Furthermore, the idea of inherited personal guilt seems to be contradictory. Additionally, one could ask
whether any sin that a finite being commits in a situation of ambiguity and (relative) ignorance deserves
an infinite punishment as a just retribution.

And wouldn’t it be possible to say that real justice requires not so much punishment but rather
reconciliation and restoration? At any rate, human beings have a strong tendency towards revenge, and
sometimes they project this tendency on God. St. Augustine was not free from human flaws. But is
eschatological universalism an acceptable option for Catholic theology? A non-universalist eschatology
was, more or less, taken for granted up to the paradigm shift from eschatological pessimism to optimism
in the 20th Century.

Nowadays, the main argument in favour of the possibility of eternal hell goes like this: God respects our
free will and does not force us into heaven, hence, the possibility of hell is an implication of human
freedom. This view does not imply that one has to believe that many or some human beings will, in fact,
end up in hell. Thus, universalism – with regard to human beings– is at least possible. Is this view
convincing? God’s grace and love has to be revealed to us by the word, coming from Jesus, the incarnate
Son, since it cannot be identified by natural reason. Without Jesus Christ and his message we would not
know that we are from the outset created into the Triune Life, i.e. into the eternal love between the
Father and the Son, which is the Holy Spirit.

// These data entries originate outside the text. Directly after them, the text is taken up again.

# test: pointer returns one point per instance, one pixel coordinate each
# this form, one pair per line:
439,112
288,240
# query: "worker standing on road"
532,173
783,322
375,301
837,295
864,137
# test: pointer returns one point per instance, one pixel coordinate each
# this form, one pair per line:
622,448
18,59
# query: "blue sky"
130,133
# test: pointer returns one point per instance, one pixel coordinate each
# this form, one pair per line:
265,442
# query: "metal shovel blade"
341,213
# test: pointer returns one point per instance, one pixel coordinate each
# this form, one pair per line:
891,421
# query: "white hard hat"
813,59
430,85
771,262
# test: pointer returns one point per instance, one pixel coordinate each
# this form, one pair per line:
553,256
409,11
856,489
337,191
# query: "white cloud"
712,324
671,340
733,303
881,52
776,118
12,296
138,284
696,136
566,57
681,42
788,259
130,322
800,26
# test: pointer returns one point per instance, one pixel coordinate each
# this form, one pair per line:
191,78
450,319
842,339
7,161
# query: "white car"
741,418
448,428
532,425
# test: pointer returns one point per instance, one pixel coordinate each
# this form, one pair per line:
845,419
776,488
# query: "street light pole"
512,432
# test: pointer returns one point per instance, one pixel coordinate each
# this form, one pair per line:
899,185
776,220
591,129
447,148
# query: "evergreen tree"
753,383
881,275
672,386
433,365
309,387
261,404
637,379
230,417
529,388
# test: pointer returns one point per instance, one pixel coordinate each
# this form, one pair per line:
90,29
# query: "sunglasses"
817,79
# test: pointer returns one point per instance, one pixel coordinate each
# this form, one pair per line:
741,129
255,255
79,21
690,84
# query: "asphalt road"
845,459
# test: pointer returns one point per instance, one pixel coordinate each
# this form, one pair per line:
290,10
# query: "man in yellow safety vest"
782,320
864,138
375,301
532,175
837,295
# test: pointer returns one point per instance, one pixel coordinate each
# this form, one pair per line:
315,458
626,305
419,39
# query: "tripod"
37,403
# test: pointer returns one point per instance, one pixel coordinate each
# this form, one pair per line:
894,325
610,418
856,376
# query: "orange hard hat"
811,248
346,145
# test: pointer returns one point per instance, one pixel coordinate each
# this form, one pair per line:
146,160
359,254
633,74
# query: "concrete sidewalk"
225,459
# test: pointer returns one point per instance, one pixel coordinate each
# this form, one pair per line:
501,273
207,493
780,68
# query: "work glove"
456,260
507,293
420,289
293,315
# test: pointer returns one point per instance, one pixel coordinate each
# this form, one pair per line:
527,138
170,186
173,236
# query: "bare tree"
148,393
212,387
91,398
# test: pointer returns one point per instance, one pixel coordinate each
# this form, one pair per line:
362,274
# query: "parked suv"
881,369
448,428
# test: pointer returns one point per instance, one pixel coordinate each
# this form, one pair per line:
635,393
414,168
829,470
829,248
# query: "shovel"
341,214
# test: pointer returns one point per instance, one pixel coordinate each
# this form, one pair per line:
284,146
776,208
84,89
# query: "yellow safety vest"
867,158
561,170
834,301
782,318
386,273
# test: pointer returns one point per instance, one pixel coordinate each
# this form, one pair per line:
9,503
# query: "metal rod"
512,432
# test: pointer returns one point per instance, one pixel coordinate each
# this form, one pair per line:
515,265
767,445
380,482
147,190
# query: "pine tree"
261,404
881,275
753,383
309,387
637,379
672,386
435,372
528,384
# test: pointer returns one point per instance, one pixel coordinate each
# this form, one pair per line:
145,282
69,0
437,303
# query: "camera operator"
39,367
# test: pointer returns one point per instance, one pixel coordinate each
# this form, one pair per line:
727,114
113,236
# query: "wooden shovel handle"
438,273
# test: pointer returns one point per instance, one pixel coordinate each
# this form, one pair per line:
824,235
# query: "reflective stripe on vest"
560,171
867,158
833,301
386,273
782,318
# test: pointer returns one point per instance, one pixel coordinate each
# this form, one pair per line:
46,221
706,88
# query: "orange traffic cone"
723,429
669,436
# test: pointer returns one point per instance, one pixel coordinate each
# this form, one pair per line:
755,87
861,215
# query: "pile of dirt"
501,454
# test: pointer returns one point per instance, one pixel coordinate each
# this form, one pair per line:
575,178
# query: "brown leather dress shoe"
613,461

However, there is no ‘neutral freedom’ vis-á-vis God’s grace, which is offered and communicated in His
word, i.e. the Christian message. One can only recognize God’s grace by embracing the Christian
message in an act of faith. Outside of faith, one cannot recognize the truth of the Christian message,
that is to say, one is able to reject the Christian message by becoming arbitrary but it is not possible to
reject it in fully knowing that it is in fact God’s word, i.e. God’s self -communication in a human word.

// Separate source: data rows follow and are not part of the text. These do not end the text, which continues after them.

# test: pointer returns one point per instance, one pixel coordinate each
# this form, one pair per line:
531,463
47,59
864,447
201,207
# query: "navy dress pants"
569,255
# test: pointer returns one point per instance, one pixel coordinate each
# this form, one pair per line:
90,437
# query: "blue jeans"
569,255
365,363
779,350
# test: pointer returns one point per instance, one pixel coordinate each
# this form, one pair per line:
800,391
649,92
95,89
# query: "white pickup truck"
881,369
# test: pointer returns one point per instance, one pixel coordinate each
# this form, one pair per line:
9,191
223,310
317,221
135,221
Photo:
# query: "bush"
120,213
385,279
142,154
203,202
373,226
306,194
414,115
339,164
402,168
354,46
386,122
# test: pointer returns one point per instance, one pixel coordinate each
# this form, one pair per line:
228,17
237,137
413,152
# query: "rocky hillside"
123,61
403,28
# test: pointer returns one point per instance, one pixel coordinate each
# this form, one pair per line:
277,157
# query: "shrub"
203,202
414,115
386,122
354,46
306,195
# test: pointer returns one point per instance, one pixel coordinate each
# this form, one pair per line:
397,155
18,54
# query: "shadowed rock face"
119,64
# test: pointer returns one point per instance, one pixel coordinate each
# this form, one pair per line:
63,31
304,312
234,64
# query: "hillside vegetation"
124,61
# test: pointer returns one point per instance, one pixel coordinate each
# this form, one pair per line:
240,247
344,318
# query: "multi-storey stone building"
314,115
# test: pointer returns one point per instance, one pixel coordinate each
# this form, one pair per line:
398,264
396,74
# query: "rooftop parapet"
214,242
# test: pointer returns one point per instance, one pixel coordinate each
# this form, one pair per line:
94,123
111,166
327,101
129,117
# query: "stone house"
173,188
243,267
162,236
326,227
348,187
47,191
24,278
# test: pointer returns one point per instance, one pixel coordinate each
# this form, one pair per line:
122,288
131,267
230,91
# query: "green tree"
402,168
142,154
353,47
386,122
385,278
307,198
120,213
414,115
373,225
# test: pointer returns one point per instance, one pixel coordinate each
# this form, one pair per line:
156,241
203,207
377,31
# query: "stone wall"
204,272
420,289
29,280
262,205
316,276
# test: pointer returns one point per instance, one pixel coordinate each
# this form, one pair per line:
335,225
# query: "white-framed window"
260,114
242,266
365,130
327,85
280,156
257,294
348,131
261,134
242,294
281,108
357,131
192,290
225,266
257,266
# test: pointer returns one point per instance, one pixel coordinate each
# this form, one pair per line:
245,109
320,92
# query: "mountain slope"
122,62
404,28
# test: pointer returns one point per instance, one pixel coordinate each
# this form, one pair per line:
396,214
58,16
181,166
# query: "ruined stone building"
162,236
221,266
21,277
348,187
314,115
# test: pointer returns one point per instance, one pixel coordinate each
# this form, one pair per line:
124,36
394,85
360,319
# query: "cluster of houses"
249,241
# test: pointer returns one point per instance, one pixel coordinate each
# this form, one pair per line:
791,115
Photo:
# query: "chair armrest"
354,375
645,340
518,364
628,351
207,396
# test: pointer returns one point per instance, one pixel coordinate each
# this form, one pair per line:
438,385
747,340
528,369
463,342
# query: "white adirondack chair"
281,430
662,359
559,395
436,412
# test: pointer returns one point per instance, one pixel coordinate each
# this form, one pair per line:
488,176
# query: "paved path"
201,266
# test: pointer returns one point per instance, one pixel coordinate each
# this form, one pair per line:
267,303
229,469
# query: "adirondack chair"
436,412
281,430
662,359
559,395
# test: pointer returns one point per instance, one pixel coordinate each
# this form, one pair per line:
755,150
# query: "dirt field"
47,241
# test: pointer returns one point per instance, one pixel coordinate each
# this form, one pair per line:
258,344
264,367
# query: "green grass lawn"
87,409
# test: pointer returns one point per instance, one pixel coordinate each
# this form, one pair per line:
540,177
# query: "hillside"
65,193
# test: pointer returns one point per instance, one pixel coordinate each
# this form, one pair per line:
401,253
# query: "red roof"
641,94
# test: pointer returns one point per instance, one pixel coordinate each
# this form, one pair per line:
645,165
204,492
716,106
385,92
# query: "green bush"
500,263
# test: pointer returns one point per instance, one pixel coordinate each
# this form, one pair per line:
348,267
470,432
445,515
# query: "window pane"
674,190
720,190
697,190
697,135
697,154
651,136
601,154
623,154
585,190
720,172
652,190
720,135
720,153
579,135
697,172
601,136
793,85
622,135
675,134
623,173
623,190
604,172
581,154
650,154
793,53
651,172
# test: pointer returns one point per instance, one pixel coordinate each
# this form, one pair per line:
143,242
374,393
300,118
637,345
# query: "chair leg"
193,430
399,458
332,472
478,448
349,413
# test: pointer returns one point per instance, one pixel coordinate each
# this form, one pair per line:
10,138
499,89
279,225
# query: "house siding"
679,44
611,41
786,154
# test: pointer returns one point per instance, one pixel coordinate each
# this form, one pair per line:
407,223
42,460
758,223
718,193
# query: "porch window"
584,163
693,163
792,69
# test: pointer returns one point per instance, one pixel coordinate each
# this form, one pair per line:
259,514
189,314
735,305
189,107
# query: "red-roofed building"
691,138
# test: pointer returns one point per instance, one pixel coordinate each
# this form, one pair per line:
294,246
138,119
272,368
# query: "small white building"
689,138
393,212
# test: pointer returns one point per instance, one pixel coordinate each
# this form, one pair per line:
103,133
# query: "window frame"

Original sin is primarily an ontological reality (although it unfolds massive moral consequences): Due to
the fact that the relation between the created world and God is completely unilateral, no created
quality, and no human act, since even our freest acts are created, can grant communion with God who‘
dwells in unapproachable light’ (cf. 1 Tim 6:16). Communion with God and participating in His eternal
life is but possible in this way: God relates to the world with the same love in which He relates to His Son
from all eternity, that is to say, that God does not become dependent on the world by His love for it and
that His love for the world is of divine nature, unchanging, unconditional and eternal. Being loved by
God in this way is the deepest reality of the whole world and of every single human being, however, this
deepest reality is supernatural and accessible only by faith in the word of God. Seen from this
perspective, the threats of hell in the New Testament, which cannot be denied, mean that, outside of
the Holy Spirit, God is absent for all eternity and that every attempt to reach salvation by idolising
created realities, i.e. by sinning, is ultimately hopeless. Seen from outside of faith, there are no grounds
for any hope.

But God’s absence is overcome by Jesus Christ in the sense that He reveals God’s presence and love for
faith. By faith, man is liberated from the power of fear for oneself and empowered to cooperate with
God’s grace in performing truly good works. The Christian faith is the beginning of our eternal life
already here and now. And only within this faith, we can have hope that God’s mercy will be the final
word for all human beings: God will separate the sinner from his or her sin, although we cannot know
the mechanism: ‘

For God has imprisoned all in disobedience so that he may be merciful to all ’(Rom 11: 32).

3. Conclusion

In this essay, I have outlined some basic aspects of Augustinian eschatology. My main thesis has been
that Augustine’s approach does not consider God’s universal saving will and that his view of original sin
with its consequential theory of retributive punishment is problematic. In my view, a particular version
of eschatological universalism could be an acceptable position for Catholic theology.